The following is about a 32 bit Windows console application.

 

I'm trying to improve performance for analyzing a huge Mono8 bitmap, stored in memory as a an array of bytes (no TBitmap involved).

For each pixel the algorithm calculates the brightness for the pixel itself as well as a few surrounding pixels and writes the result to an array of byte.

 

Doing this single threaded takes about 1300 ms.

 

Since this can be done by multiple threads completely independently without the risk of race conditions I have split the work into n work packages, each processing some lines of the bitmap and each processed by a separate thread. The threads have been created in advance in a thread pool. Since there is no risk of race conditions I don't use any synchronization or locking mechanism during the processing.

 

Synchronization is only necessary for assigning a work package to a thread and for signalling that a work package has been processed.

This is the relevant code of the thread's execute method and the SetNext method called by the main thread to assign a work package to it:

procedure TWorkerThread.Execute;
begin
  inherited Execute;
  while not Terminated do begin
    FNewPackageEvent.WaitFor(500);
    FNewPackageEvent.ResetEvent;
    if Terminated then
      Exit; //==>
    FCritSect.Enter;
    try
      if Assigned(FData) and Assigned(FWorkCall) then
        FWorkCall(FData);
    finally
      FCritSect.Leave;
    end;
  end;
end;

procedure TWorkerThread.SetNext(_WorkCall: TWorkPackageCall; _Data: Pointer);
begin
  FCritSect.Enter;
  try
    if Assigned(FData) or Assigned(@FWorkCall) then
      raise ESigException.Create('Programmer error: Package is already assigned.');
    FData := _Data;
    FWorkCall := _WorkCall;
    FNewPackageEvent.SetEvent;
  finally
    FCritSect.Leave;
  end;
end;

FNewPackageEvent is a TEvent and FCritSect is a critical section, each unique to the TWorkerThread instance.

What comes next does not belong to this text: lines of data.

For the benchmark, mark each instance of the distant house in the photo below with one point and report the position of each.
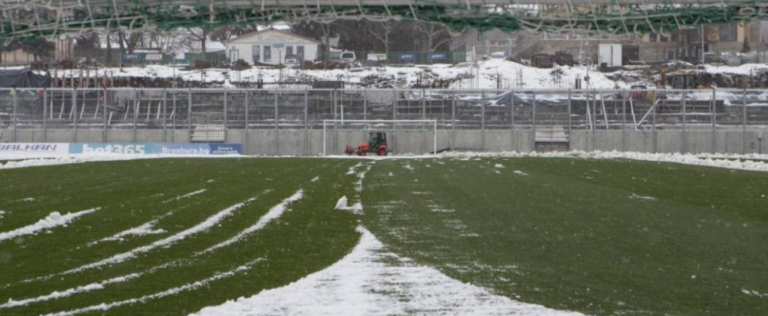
(271, 46)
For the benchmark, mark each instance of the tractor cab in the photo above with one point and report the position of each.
(377, 144)
(377, 139)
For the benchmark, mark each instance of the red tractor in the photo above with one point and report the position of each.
(377, 145)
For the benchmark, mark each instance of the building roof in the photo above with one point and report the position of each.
(243, 37)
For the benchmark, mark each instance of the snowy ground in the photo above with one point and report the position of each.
(753, 162)
(510, 72)
(372, 281)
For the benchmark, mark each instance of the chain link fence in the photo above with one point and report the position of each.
(554, 116)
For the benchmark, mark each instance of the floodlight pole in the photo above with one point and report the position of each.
(324, 137)
(684, 103)
(713, 111)
(74, 114)
(434, 139)
(247, 93)
(45, 114)
(165, 112)
(15, 116)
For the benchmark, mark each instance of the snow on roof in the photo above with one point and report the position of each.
(534, 78)
(271, 30)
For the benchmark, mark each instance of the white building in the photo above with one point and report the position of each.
(271, 46)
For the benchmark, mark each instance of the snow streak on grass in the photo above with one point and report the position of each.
(54, 219)
(298, 231)
(275, 212)
(70, 292)
(633, 234)
(169, 292)
(373, 281)
(206, 224)
(190, 194)
(147, 228)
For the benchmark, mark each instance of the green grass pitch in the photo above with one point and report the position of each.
(601, 237)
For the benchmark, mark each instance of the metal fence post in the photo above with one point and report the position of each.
(165, 114)
(713, 111)
(512, 132)
(453, 118)
(104, 119)
(45, 114)
(307, 149)
(173, 117)
(394, 117)
(137, 95)
(247, 128)
(189, 115)
(277, 137)
(74, 116)
(482, 125)
(226, 122)
(655, 134)
(533, 134)
(744, 122)
(594, 116)
(394, 104)
(15, 116)
(624, 120)
(570, 109)
(423, 117)
(684, 136)
(365, 105)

A work package consists of a data pointer and a procedure pointer (not method pointer) to call.

 

When a work package has finished processing a counter variable gets decremented like this:

InterlockedDecrement(FCounter^);

The main thread also processes one work package (it's also counted as one of the threads below) and then waits for the others to finish:

  while WorkPackageCounter > 0 do
    Sleep(WorkPackageCounter);

(FCounter above is a pointer to WorkPackageCounter). Since every thread only processes one work package the counter starts as the number of threads.

 

This works fine but I get some rather odd timing:

 

Average time on 1 calls using 1 threads 1278 [ms]
Average time on 1 calls using 2 threads 877 [ms]    <------
Average time on 1 calls using 3 threads 1627 [ms]  <------
Average time on 1 calls using 4 threads 1580 [ms]
Average time on 1 calls using 5 threads 1511 [ms]
Average time on 1 calls using 6 threads 1167 [ms]
Average time on 1 calls using 7 threads 1438 [ms]
Average time on 1 calls using 8 threads 1036 [ms]
Average time on 1 calls using 9 threads 957 [ms]
Average time on 1 calls using 10 threads 847 [ms]
Average time on 1 calls using 11 threads 958 [ms]
Average time on 1 calls using 12 threads 843 [ms]
Average time on 1 calls using 13 threads 821 [ms]
Average time on 1 calls using 14 threads 715 [ms]
Average time on 1 calls using 15 threads 799 [ms]
Average time on 1 calls using 16 threads 647 [ms]
Average time on 1 calls using 17 threads 693 [ms]
Average time on 1 calls using 18 threads 656 [ms]
Average time on 1 calls using 19 threads 525 [ms]
Average time on 1 calls using 20 threads 613 [ms]

 

As you can see, distributing the work to 2 threads nearly halves the processing time, but adds some overhead which is what I would have expected.

 

But distributing it to 3 threads all of a sudden takes more time than the single threaded approach.

 

When adding more threads the processing time goes down again until it reaches some kind of minimum with 15 threads.

 

This timing is from only a single call, but I also tried it with 100 calls and the average was about the same.

 

The CPU is an Intel Xeon with 4 cores + Hyperthreading which gives me a logical 8 processor cores.

 

Can anybody give me a hint what to look for to explain the oddity of 3 threads taking longer than 2 threads?

Edited by dummzeuch

Share this post


Link to post
Posted (edited)

Hmm, doesn't

FNewPackageEvent.WaitFor(500);

wait for the event at most for 500 ms and then go further anyway even if it's still non signaled?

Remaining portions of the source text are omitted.